How does that feel? How does that affect you? What is it that makes you you? This is the journey that The Wilderness takes you on.

This should be a dark and depressing subject but Harvey lifts the reader with her poetic and brilliantly crafted prose into a life-affirming crescendo that does not disappoint.

The Wilderness Feb 26th 20095
This is a beautifully and intelligently written novel which covers a subject that could be dark and frustrating. For this reason when I first came across it I was a little apprehensive, but I need not have worried. The author carried me through its tricky subject matter with such lovely writing and such wisdom that I often found myself stopping to re-read a sentence, just to savour, learn from and admire the superb craftmanship. I loved the main character, Jake - his story, his life, his experiences held me in thrall- and I felt I wanted to defend and protect him as he struggled to understand the vagaries and heartbreaks of his constantly changing internal landscape. The book made me think about all the people, particularly the elderly ones, who I might ignore as I pass them by in the street, never seeing, or even looking for, the intelligence that lurks behind their outward appearance. Like Jake we all have our story, and all of us change the sequence and the substance of that story in subtle and not so subtle ways as time redefines our experiences of them.

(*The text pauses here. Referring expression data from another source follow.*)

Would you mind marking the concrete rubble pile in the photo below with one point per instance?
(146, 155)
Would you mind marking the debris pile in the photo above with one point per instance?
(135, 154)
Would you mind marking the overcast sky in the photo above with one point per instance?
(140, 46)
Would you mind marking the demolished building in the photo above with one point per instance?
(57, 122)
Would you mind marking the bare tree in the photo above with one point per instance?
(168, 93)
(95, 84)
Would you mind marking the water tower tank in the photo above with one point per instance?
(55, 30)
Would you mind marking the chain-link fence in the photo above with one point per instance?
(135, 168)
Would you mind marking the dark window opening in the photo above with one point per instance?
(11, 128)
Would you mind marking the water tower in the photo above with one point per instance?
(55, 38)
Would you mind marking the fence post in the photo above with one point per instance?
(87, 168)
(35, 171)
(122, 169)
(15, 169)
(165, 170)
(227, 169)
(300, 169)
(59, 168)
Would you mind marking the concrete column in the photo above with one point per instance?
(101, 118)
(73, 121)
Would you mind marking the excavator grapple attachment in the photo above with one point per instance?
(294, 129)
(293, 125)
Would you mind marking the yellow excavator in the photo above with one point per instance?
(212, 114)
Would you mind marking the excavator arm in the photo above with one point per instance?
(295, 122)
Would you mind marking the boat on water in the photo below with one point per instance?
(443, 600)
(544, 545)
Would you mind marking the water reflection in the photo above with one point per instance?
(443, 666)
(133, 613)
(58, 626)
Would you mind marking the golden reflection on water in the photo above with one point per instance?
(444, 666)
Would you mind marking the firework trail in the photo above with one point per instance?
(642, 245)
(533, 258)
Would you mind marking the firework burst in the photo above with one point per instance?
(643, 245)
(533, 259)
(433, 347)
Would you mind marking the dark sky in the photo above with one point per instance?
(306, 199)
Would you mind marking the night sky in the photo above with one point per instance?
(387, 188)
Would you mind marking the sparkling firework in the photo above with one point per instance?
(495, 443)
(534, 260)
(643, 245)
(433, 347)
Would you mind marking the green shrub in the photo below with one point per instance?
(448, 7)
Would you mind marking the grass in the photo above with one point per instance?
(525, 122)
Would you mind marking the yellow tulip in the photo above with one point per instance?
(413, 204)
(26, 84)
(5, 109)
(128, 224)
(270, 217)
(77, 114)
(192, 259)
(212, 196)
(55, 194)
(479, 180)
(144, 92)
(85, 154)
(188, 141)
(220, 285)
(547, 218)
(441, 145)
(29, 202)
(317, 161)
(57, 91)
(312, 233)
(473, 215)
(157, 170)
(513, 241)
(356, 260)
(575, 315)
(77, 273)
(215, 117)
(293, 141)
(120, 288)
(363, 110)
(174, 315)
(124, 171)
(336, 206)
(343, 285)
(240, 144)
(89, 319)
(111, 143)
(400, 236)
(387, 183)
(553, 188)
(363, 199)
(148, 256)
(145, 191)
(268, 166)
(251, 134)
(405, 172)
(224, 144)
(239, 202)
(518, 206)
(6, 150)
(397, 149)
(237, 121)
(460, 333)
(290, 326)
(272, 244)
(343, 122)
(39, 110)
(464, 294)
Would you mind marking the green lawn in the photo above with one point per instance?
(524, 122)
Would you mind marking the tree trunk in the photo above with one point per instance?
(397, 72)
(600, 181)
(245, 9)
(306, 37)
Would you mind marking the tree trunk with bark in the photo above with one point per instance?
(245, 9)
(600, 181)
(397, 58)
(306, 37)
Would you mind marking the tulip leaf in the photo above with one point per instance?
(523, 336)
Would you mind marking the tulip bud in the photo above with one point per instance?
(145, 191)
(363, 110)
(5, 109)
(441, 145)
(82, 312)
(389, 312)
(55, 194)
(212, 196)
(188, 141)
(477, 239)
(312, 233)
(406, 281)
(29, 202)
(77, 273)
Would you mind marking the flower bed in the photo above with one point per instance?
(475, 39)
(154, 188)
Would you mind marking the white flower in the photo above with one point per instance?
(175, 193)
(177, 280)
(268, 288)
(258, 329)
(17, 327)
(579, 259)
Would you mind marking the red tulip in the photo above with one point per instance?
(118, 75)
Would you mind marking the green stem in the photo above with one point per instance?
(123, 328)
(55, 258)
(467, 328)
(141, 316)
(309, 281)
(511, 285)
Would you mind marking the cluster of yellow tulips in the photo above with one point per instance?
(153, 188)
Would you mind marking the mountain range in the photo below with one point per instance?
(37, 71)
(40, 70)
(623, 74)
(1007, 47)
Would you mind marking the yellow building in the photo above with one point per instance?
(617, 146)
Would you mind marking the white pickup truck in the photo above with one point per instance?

By the end of the novel I was struck by several things. I missed Jake. I realised that I had just read something way out of the ordinary. I recognised that an extraordinary talent had just introduced itself to the world. And I was totally baffled: how on earth did this writer manage to make a topic so tricky, read so well and with such coherence. It must have been a mighty task, yet it was carried out with such a sure hand. Read this book; it's great. And to the author, hurry up and write another book please.